American professional bowler

Don Genalo (born February 21, 1958) is an American right-handed ten-pin bowler and former member of the Professional Bowlers Association.

==PBA career==
Genalo joined the PBA Tour in 1981, and won a total of 6 PBA nationally televised tournament titles during his career.

Genalo is a right handed bowler, he notably uses the finger tip grip, and places his pointer and little fingers very close together with the other two. This allows his hand to stay behind the ball, while allowing his unusually long fingers to maximize the lift upon delivery.

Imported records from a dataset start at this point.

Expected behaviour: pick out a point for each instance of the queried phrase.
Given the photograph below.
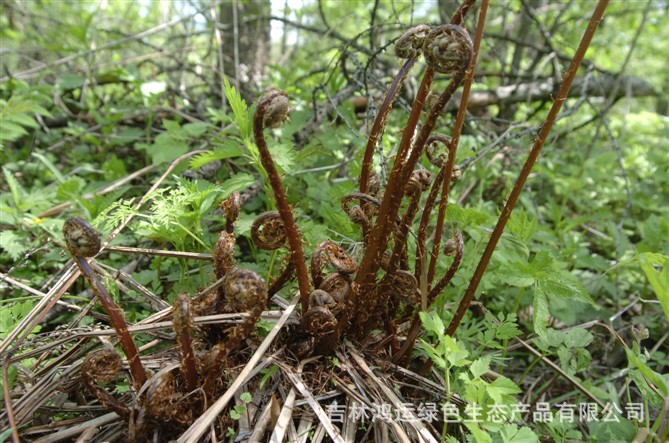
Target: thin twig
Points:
(527, 167)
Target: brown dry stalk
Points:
(529, 163)
(83, 241)
(261, 119)
(183, 325)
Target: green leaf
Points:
(522, 225)
(501, 387)
(658, 278)
(70, 188)
(228, 150)
(564, 284)
(432, 322)
(647, 372)
(516, 274)
(237, 183)
(239, 109)
(70, 81)
(175, 130)
(480, 366)
(283, 156)
(196, 129)
(512, 434)
(14, 244)
(166, 149)
(480, 436)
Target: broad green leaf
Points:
(510, 433)
(70, 80)
(564, 284)
(480, 366)
(237, 183)
(239, 109)
(196, 129)
(283, 156)
(166, 149)
(456, 353)
(14, 244)
(480, 436)
(227, 150)
(175, 130)
(432, 322)
(500, 387)
(516, 274)
(658, 278)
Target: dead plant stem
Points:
(527, 167)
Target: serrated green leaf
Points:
(501, 387)
(196, 129)
(516, 274)
(507, 330)
(70, 80)
(11, 131)
(70, 188)
(513, 434)
(14, 186)
(228, 150)
(166, 149)
(564, 284)
(652, 376)
(175, 130)
(432, 322)
(480, 366)
(283, 156)
(237, 183)
(658, 278)
(21, 119)
(239, 109)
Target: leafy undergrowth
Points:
(565, 341)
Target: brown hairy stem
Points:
(395, 192)
(401, 357)
(183, 325)
(419, 182)
(378, 235)
(429, 204)
(457, 130)
(527, 167)
(82, 241)
(262, 118)
(459, 247)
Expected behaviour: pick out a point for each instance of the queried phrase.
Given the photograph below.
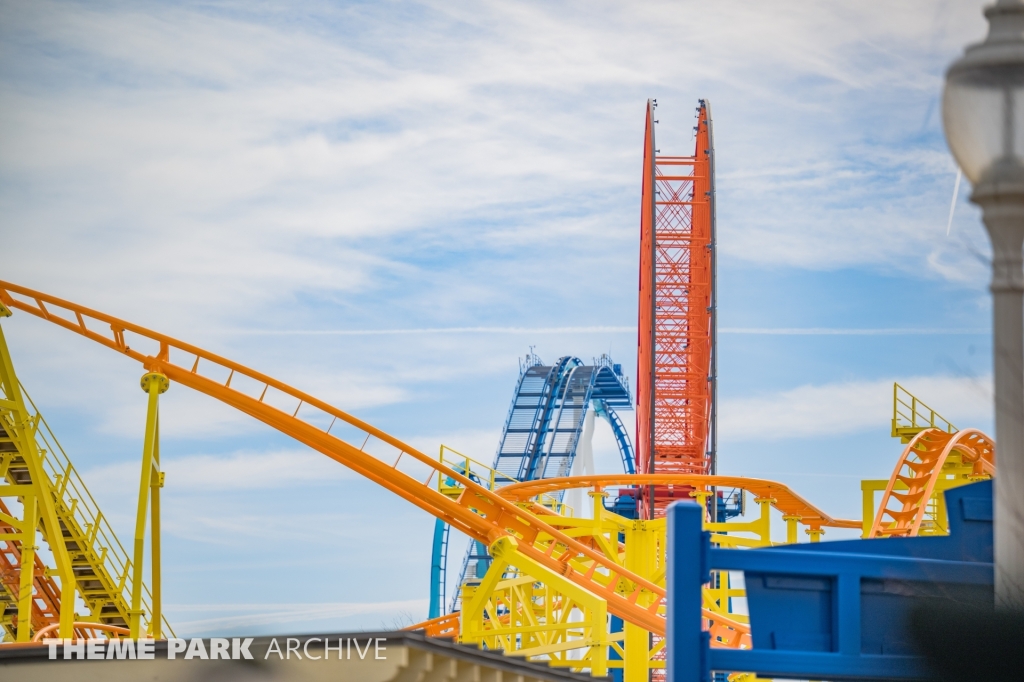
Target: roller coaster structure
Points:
(587, 593)
(676, 364)
(554, 580)
(540, 440)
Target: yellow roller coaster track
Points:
(478, 512)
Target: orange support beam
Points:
(675, 376)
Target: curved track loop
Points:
(406, 471)
(84, 631)
(900, 513)
(784, 500)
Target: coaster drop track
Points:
(676, 343)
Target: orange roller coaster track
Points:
(675, 354)
(478, 512)
(905, 502)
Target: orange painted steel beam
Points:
(785, 500)
(920, 468)
(478, 512)
(676, 333)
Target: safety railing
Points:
(911, 416)
(84, 519)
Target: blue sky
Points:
(256, 178)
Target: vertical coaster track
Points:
(675, 354)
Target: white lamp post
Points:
(983, 115)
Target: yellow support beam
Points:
(22, 428)
(154, 384)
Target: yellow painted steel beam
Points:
(154, 384)
(22, 428)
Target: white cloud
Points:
(255, 615)
(238, 471)
(850, 407)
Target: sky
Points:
(388, 204)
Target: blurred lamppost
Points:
(983, 115)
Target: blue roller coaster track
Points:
(540, 440)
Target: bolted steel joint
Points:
(162, 382)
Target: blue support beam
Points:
(830, 610)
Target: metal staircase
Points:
(100, 565)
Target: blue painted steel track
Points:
(540, 439)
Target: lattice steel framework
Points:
(676, 363)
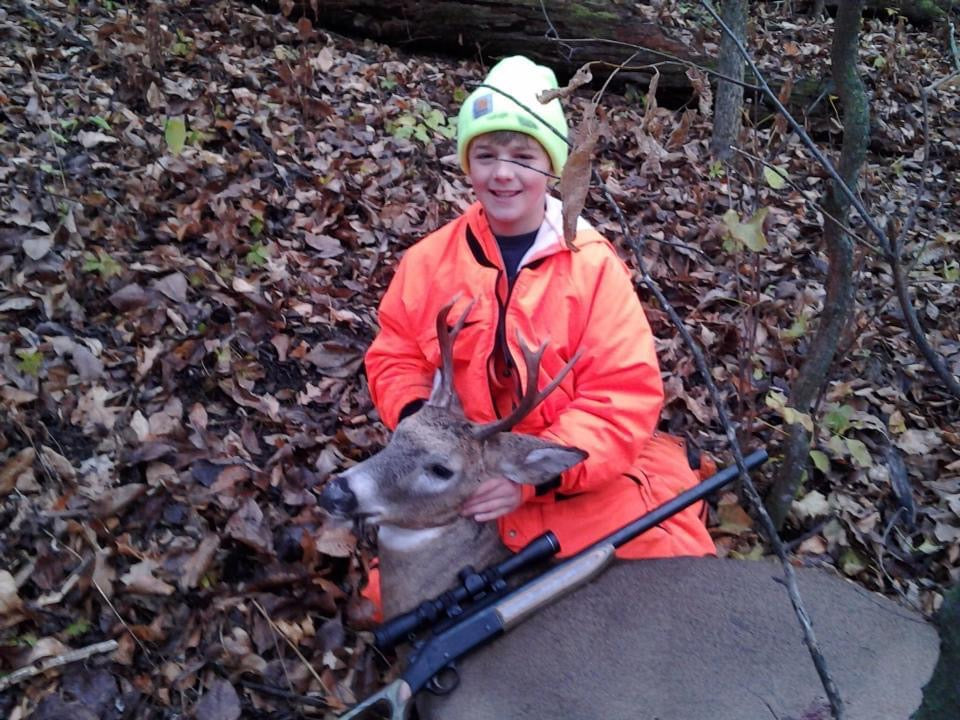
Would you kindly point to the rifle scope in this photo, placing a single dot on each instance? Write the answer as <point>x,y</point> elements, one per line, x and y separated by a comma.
<point>472,587</point>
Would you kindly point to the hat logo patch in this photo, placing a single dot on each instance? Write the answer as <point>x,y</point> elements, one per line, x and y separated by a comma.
<point>482,105</point>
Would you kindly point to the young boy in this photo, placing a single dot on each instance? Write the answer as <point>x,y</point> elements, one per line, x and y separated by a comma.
<point>506,253</point>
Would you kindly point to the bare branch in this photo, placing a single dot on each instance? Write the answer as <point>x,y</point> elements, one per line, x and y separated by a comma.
<point>25,673</point>
<point>914,327</point>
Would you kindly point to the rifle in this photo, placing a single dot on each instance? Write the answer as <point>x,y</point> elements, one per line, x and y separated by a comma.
<point>498,609</point>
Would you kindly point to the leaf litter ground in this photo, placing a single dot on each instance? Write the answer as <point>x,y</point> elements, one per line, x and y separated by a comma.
<point>200,209</point>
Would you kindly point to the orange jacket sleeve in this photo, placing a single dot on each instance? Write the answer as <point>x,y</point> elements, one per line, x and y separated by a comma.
<point>397,370</point>
<point>619,392</point>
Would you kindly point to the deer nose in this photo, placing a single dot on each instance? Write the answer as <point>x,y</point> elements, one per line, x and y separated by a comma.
<point>338,498</point>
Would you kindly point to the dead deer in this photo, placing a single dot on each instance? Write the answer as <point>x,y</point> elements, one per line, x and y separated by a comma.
<point>674,639</point>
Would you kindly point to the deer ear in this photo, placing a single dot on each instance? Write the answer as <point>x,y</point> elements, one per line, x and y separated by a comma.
<point>528,460</point>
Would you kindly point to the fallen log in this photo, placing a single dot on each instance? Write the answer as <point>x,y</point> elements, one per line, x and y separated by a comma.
<point>497,28</point>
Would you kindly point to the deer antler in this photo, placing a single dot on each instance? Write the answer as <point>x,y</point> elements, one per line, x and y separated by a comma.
<point>443,394</point>
<point>531,398</point>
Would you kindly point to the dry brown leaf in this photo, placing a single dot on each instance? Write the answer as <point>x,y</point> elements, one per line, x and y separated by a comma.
<point>580,78</point>
<point>335,540</point>
<point>140,579</point>
<point>14,467</point>
<point>199,562</point>
<point>575,179</point>
<point>62,467</point>
<point>174,286</point>
<point>247,525</point>
<point>10,603</point>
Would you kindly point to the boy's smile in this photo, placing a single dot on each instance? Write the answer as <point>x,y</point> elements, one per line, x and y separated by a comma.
<point>510,181</point>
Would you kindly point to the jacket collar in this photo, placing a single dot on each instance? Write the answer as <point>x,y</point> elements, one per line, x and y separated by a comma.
<point>549,240</point>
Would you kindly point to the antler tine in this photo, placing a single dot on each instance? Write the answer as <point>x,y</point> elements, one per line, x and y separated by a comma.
<point>443,395</point>
<point>531,398</point>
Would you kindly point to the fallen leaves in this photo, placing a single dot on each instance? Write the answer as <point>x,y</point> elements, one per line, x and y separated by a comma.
<point>189,273</point>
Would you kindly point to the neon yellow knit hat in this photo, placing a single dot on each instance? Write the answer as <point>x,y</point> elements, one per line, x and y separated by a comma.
<point>486,110</point>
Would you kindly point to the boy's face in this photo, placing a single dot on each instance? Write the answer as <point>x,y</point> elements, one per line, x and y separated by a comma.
<point>509,181</point>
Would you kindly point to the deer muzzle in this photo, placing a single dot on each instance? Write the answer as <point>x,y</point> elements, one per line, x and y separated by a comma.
<point>338,499</point>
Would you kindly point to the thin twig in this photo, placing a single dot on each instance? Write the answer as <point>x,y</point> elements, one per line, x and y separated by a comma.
<point>817,206</point>
<point>37,668</point>
<point>296,650</point>
<point>914,328</point>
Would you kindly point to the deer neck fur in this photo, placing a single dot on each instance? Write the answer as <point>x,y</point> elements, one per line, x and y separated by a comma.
<point>417,564</point>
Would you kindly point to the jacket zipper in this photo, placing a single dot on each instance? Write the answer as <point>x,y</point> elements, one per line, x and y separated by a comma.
<point>500,338</point>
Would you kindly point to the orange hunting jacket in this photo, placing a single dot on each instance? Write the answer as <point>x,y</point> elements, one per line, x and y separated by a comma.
<point>608,405</point>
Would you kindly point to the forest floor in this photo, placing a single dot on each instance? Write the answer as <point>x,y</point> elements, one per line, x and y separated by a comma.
<point>199,209</point>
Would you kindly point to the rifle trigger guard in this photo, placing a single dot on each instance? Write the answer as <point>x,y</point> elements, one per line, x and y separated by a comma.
<point>445,681</point>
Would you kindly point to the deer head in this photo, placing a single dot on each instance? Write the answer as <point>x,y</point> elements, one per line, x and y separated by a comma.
<point>436,457</point>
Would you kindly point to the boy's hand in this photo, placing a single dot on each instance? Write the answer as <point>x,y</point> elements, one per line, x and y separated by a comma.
<point>495,497</point>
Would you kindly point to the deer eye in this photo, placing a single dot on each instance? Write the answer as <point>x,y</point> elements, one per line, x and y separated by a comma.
<point>441,471</point>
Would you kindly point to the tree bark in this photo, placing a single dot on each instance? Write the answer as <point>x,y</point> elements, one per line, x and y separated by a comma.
<point>922,11</point>
<point>838,304</point>
<point>496,28</point>
<point>727,115</point>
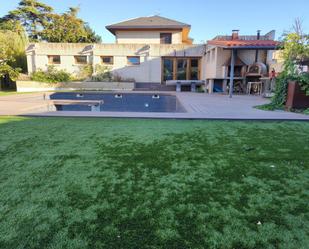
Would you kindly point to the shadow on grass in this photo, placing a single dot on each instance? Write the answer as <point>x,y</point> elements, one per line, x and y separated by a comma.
<point>130,183</point>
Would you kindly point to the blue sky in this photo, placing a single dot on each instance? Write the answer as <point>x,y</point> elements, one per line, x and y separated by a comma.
<point>207,17</point>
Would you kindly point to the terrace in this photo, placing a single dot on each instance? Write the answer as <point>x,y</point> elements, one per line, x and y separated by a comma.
<point>196,106</point>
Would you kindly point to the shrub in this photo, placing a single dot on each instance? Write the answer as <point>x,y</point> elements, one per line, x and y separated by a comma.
<point>103,73</point>
<point>51,75</point>
<point>85,72</point>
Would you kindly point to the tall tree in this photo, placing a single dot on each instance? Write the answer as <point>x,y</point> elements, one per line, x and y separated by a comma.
<point>7,56</point>
<point>67,27</point>
<point>14,38</point>
<point>33,15</point>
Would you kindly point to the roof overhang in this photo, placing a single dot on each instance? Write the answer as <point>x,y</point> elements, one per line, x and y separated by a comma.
<point>113,30</point>
<point>251,47</point>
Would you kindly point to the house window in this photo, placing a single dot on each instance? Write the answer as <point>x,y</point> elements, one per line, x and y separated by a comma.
<point>107,60</point>
<point>54,59</point>
<point>80,59</point>
<point>133,60</point>
<point>166,38</point>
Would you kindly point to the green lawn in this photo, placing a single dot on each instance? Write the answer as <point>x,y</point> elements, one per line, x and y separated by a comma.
<point>7,93</point>
<point>148,184</point>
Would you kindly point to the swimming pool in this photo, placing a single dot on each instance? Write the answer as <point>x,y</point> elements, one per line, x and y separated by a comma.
<point>116,102</point>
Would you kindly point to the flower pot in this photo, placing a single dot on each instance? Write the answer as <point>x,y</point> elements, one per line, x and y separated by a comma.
<point>296,97</point>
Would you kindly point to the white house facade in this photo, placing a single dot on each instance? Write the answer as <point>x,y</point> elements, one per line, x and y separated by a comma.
<point>156,49</point>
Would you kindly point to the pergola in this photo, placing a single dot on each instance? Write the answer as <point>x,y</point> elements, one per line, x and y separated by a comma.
<point>235,45</point>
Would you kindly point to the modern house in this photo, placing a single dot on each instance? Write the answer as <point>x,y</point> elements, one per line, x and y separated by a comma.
<point>156,49</point>
<point>148,49</point>
<point>242,59</point>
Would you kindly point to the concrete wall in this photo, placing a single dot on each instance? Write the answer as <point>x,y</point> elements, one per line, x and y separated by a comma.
<point>149,69</point>
<point>33,86</point>
<point>146,37</point>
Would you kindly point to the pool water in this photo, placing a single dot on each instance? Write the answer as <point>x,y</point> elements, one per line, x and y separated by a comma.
<point>118,102</point>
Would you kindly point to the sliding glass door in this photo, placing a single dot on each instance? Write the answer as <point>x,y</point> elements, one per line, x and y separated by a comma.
<point>176,68</point>
<point>168,69</point>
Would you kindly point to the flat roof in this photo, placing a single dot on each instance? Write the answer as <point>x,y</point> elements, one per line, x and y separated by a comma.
<point>151,22</point>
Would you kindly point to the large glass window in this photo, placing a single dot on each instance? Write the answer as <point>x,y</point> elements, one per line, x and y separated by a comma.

He was inducted into the Robert Morris University Hall of Fame in 1991 and the Ohio State USBC Hall of Fame in 2003

===PBA Tour titles===
1. 1983 King Louie Open (Overland Park, Kansas)
2. 1983 Long Island Open (Garden City, New York)
3. 1984 Seattle Open (Seattle, Washington)
4. 1985 King Louie Open (Overland Park, Kansas)
5. 1986 Lite Beer Championship (Milwaukee, Wisconsin)
6. 1986 Molson Golden Bowling Challenge (Windsor, Ontario, Canada)

==Personal life==
Genalo grew up in Long Island, New York, and moved to Toledo, Ohio in the mid 1980s. He and his wife Mary have two daughters, Anne and Laura, and 4 grandchildren.

Don is currently retired from the US Post Office.

He is currently a color analyst for BCSN coverage of Toledo area high school bowling TV broadcasts.